I've found what I consider a major problem with the garbage collector in the Python 2.3 CVS tree. Here is a small kernel that demonstrates the problem:
lst = [] for i in range(100000): lst.append( (1,) )
The key ingredients are:
1) A method is called on a container (rather than __setitem__ or __setattr__).
2) A new object is allocated while the method object lives on the Python VM stack, as shown by the disassembled bytecodes:
40 LOAD_FAST 1 (lst) 43 LOAD_ATTR 3 (append) 46 LOAD_CONST 2 (1) 49 BUILD_TUPLE 1 52 CALL_FUNCTION 1
These ingredients combine in the following way to trigger quadratic-time behavior in the Python garbage collector:
* First, the LOAD_ATTR on "lst" for "append" is called, and a PyCFunction is returned from this code in descrobject.c:method_get:
return PyCFunction_New(descr->d_method, obj);
Thus, a _new_ PyCFunction is allocated every time the method is requested.
* This new method object is added to generation 0 of the garbage collector, which holds a reference to "lst".
* The BUILD_TUPLE call may then trigger a garbage collection cycle.
* Since the "append" method is in generation 0, the reference traversal must also follow all objects within "lst", even if "lst" is in generation 1 or 2. This traversal requires time linear in the number of objects in "lst", thus increasing the overall time complexity of the code to quadratic in the number of elements in "lst".
Also note that this is a much more general problem than this small example.

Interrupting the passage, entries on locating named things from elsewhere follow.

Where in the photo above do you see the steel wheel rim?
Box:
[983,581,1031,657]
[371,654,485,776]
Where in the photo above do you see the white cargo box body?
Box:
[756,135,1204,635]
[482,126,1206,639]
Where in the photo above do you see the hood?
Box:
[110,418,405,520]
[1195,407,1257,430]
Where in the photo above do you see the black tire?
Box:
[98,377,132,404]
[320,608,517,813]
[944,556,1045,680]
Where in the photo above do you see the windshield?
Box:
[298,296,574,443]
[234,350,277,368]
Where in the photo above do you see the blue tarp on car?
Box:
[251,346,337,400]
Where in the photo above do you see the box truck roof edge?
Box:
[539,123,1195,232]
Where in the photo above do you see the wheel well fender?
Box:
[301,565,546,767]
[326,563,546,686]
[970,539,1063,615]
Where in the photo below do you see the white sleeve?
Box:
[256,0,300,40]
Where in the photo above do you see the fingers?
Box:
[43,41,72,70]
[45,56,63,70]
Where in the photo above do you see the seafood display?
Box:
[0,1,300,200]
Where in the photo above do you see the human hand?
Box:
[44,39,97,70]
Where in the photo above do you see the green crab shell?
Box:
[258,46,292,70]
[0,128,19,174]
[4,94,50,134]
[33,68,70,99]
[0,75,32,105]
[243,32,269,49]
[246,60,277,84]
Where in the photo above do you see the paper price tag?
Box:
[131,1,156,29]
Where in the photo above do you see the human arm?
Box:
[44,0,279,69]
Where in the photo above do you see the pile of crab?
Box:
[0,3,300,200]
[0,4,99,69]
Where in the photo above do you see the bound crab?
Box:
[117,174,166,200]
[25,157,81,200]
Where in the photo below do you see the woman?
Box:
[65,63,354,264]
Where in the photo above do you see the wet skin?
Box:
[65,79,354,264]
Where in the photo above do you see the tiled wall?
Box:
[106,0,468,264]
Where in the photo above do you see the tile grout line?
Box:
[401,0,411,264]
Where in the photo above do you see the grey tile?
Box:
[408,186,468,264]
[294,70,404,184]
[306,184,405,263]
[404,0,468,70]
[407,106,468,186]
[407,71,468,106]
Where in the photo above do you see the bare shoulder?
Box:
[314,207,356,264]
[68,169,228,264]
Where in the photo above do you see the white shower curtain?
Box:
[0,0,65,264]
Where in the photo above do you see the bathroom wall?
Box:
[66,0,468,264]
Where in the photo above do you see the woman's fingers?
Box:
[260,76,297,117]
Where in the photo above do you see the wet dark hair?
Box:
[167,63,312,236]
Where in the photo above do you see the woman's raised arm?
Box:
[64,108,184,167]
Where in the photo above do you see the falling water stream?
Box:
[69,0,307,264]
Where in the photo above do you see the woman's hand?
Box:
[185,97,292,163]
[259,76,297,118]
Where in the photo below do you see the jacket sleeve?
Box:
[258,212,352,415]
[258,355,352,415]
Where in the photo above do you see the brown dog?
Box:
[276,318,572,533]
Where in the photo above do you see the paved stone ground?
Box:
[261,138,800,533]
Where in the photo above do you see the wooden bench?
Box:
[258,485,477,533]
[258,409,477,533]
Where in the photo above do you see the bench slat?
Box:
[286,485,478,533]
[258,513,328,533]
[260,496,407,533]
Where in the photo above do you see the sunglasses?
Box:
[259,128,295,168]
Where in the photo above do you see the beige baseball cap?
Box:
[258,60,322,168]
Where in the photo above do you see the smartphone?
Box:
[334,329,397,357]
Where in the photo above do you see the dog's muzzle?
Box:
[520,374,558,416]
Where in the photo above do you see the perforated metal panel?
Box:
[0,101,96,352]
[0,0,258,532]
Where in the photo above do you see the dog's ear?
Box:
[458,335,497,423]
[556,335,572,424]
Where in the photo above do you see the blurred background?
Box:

It can affect many types of objects in addition to methods, including descriptors, iterator objects, and any other object that contains a "back reference".
So, what can be done about this.... One simple solution would be to not traverse some "back references" if we are collecting objects in generation 0. This will avoid traversing virtually all of these ephemoral objects that will trigger such expensive behavior. If they live long enough to pass through to generation one or two, then clearly they should be traversed.
So, what do all of you GC gurus think? Provided that my analysis is sound, I can rapidly propose a patch to demonstrate this approach if there is sufficient positive sentiment.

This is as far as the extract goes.